I'm giving a talk on constructive mathematics, and I'd like some snappy examples of weird things that happen in non-constructive math.
For example, it would be great if there were some theorem claiming $\neg \forall x. \neg P(x)$, where no $x$ satisfying $P(x)$ were known or knowable.
But other examples are welcome as well.
On
If $\Phi$ is any statement, the following is a consequence of the law of the excluded middie: $$ (\exists n \in \mathbb{N})[(n = 0 \land \Phi) \lor (n \not = 0 \land \lnot \Phi)] $$ It will only be provable constructively if either $\Phi$ or $\lnot \Phi$ is provable constructively, because to prove it constructively you would have to produce an actual value of $n$, which means you would have to decide $\Phi$.
On
At least some time ago (I'm not sure if this has been cleared up recently), it was not known which of the quantities $\sqrt 2^\sqrt 2$ and $(\sqrt 2^\sqrt 2)^\sqrt 2$ furnishes an example of an irrational number raised to an irrational power that is rational.
On
At a fun level, there is the two-player game of Chomp.
Briefly, you have an $m\times n$ chocolate bar, divided into squares as usual. The lower left-hand little square is poisoned. The two players, A and B, play alternately. At any move, a player picks the lower left-hand corner of a square, and eats all squares above and/or to the right of that corner. The objective is not to eat the poisoned square.
One can prove quite simply that A has a winning strategy for any chocolate bar except the $1\times1$. But the proof is indirect.

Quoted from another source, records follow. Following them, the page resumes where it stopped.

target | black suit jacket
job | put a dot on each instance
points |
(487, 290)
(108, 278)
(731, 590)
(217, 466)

It is clear that for any specific bar, one of the two players has a winning strategy. One then shows that if B had a winning strategy, then A could adapt that strategy and win, by taking the square in the upper right-hand corner.
However, for even modest-sized chocolate bars, say $19\times 19$, no winning strategy for A is known. I may be out of date on the $19$, but know that computer searches for strategies have not had great success.
The existence of a Hamel Basis, that is, a basis for $\mathbb R$ as a vector space over $\mathbb Q$. No one knows a Hamel basis; it's probably unknowable in some sense.
The existence of a basis for every vector space is equivalent to the axiom of choice, which is the non-constructive piece of math by excellence.